Monday, September 26, 2005

readerly disappointment, or how a book about afghanistan became a book about a dog

This week I finally finished reading a book that I picked up several weeks ago in the Gatwick airport, Rory Stewart's The Places In Between. I had extra pounds that I didn't want to bother changing back into dollars, so a book seemed a reasonable purchase (and provided a good balance for the cookies and chocolate I bought with the rest of my funds). The specific book seemed a good choice because it was about a Scottish journalist walking across Afghanistan in 2002, just after the U.S. invasion. I had just been walking, so reading about walking seemed appropriate. And I want to learn about Afghanistan--it seems essential.

The book made me think about many things--about the value of walking, of seeing "the places in between"; about how unfortunate (and maddening) it is that a man could take this journey, but a woman certainly couldn't; about Afghanistan's ancient history and its present. I liked that Stewart told his story objectively, that he resisted commentary about the people and places he encountered.

At some point in the journey, Stewart acquired a dog--Babur, who he named after a Mogul emperor whose steps he was following. The dog was a nice addition to the story (after all, everyone needs a traveling companion), but at some point the book became about the dog. And this made me grumpy. I like dogs well enough, but I bought a book about Afghanistan, not about Babur the dog. This man walked miles and months across a war-ravaged country, seeing things that very few Westerners will ever see (much less read about) and he ends the book with an elegy for his dog: "I don't imagine Babur would have been very impressed to see my crying now, trying to bring back five weeks walking alone together, with my hand on a grizzled golden head, which is Babur, beside me and alive."

It's not that I think a writer should have to tell me the story I want to hear, or that he has no right to tell his story. Maybe for him the story was about Babur the dog (before walking through Afghanistan, he had walked through Iran, Pakistan, India, and Nepal--so maybe walking had lost some of its fascination). At the very least, though, somewhere in the blurb and the various exclamations of praise on the book's cover someone should have said, "This is a book about a dog."

4 comments:

Lisa B. said...

Or, "A dog will figure prominently in this book's denouement!"

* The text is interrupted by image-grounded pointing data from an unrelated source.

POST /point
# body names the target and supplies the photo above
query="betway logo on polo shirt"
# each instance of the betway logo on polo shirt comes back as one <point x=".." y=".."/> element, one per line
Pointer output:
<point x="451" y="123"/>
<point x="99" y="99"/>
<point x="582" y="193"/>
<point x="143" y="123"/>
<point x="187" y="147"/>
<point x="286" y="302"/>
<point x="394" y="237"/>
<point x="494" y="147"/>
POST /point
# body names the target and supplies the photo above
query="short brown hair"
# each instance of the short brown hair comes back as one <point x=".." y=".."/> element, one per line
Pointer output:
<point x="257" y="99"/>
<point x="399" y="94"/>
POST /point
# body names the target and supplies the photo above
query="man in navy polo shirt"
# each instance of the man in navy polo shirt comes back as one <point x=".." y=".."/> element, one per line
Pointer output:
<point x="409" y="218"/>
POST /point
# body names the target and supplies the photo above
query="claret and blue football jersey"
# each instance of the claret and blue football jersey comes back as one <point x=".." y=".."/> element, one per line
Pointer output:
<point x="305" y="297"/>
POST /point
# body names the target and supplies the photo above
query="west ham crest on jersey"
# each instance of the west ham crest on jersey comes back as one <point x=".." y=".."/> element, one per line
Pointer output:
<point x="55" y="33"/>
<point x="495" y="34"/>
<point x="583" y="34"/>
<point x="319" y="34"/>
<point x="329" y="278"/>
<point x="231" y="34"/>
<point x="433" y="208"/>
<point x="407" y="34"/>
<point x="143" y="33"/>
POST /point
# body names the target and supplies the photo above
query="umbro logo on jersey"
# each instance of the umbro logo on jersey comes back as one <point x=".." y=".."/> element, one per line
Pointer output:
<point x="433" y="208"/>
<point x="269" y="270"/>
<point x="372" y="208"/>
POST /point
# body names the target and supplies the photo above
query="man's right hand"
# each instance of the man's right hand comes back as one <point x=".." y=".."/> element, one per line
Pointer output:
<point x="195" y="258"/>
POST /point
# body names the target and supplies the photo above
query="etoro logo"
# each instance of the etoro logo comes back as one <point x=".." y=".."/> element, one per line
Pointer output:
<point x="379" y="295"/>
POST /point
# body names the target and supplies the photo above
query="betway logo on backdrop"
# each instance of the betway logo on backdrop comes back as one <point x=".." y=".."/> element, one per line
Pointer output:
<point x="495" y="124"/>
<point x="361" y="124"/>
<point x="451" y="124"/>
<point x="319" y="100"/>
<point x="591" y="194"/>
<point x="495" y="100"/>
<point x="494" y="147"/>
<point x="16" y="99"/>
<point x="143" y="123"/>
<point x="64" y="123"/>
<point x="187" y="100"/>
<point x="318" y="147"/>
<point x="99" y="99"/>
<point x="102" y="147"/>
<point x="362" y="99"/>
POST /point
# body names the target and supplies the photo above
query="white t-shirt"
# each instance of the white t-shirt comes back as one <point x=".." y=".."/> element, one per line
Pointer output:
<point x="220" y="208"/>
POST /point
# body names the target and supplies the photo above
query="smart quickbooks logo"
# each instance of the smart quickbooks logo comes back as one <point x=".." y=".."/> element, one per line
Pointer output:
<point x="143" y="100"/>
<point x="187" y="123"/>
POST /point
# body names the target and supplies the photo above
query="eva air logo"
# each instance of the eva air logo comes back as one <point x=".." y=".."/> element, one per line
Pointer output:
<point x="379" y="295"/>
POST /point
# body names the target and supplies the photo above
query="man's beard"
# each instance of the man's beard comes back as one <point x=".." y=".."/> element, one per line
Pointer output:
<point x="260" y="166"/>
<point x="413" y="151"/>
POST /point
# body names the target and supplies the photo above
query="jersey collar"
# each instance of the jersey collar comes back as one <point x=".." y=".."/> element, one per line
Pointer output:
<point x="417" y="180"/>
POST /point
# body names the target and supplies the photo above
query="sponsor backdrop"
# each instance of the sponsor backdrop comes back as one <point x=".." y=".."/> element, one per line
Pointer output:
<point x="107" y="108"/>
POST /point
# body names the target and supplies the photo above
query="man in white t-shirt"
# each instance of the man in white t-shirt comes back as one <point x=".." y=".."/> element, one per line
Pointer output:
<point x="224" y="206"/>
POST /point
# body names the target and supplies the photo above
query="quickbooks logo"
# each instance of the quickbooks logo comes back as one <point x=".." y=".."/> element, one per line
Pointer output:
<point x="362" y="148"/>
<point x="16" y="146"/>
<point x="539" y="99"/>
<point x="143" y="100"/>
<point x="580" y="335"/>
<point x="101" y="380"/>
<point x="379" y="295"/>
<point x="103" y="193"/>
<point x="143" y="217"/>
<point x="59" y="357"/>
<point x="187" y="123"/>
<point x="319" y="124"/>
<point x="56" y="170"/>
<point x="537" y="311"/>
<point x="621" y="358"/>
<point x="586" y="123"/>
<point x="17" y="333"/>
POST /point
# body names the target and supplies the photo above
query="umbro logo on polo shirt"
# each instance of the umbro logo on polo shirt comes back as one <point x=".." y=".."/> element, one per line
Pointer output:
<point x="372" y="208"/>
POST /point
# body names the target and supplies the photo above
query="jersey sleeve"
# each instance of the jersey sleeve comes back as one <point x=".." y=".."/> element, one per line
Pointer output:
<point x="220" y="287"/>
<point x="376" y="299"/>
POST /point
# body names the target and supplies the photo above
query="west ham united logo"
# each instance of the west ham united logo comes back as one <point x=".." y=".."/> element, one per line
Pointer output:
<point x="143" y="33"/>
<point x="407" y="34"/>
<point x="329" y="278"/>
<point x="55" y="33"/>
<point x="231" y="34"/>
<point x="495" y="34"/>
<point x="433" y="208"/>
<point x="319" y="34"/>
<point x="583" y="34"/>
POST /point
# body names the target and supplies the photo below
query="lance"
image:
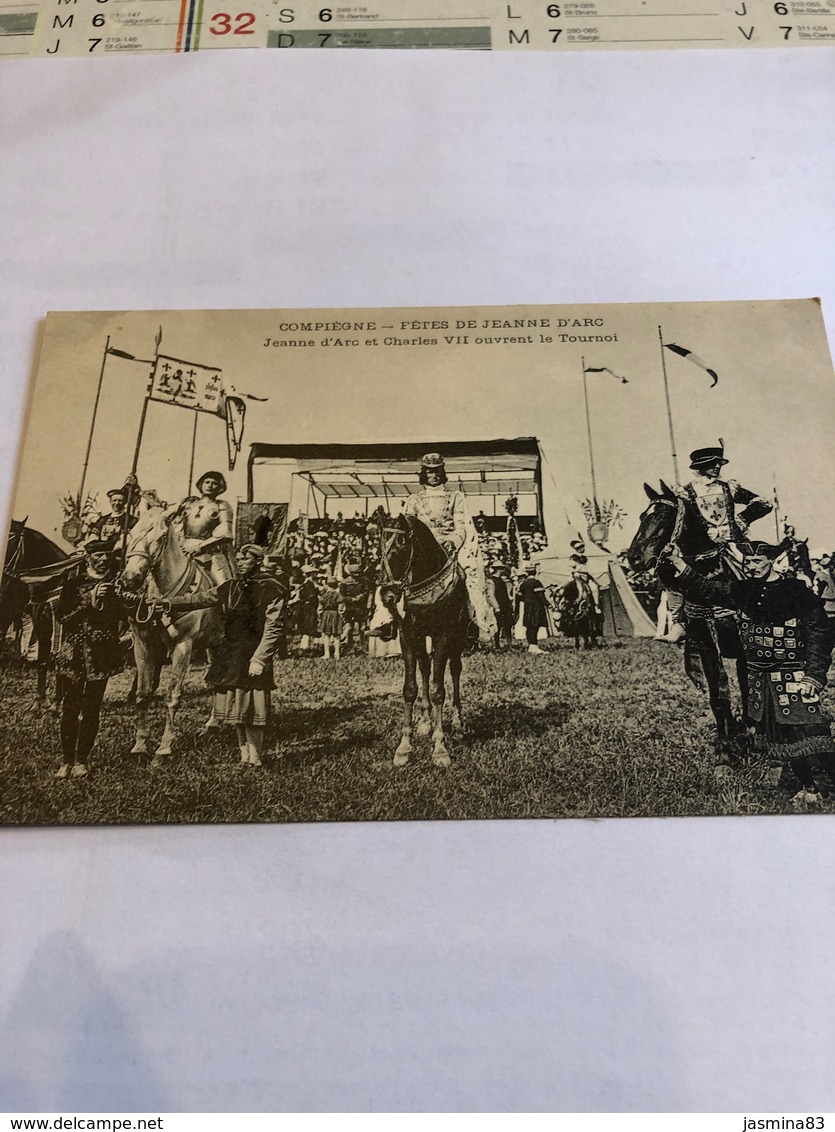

Or, "The writer uses a dog as a narrative device, upon which to displace his [insert emotion here]!"

Or, "Warning: Symbolic Dog!"

lis said...

If only the dog were a symbol, but I'm not sure he was. I tried to think about the dog's role as a narrative advice, but I got nothing. So if the dog figures in to the larger narrative about Afghanistan, I am too obtuse to get it.

Sarah @ Baby Bilingual said...

My favorite book about Afghanistan (well, okay, the only book I've ever read about Afghanistan, but definitely well-written and compelling) is Tamim Ansary's "West of Kabul, East of New York," about growing up bicultural (Afghan dad, American mom) in several very different places in Afghanistan before moving to Colorado as a teenager and then traveling around trying to figure out his identity. I was lucky enough to hear him speak about the impossibility of translating Persian poetry (at a foreign language teachers' conference). I don't remember any dogs in the story.

A slightly-related fun book: "Round Ireland with a Fridge" by Tony Hawks. The title pretty much says it all, although he does more hitch-hiking than regular hiking. Also very few canines.

Dr. Write said...

This brings up an interesting point about covers and titles and blurbs. How much to give away? But you would think that somewhere on the book it would say something about dogs.
I love to judge books by their covers. (And, I must say, that though I loved dog books as a child, I tend to shy away from them now. Except The Curious Incident of the Dog in the Night-Time, which is not really about a dog.)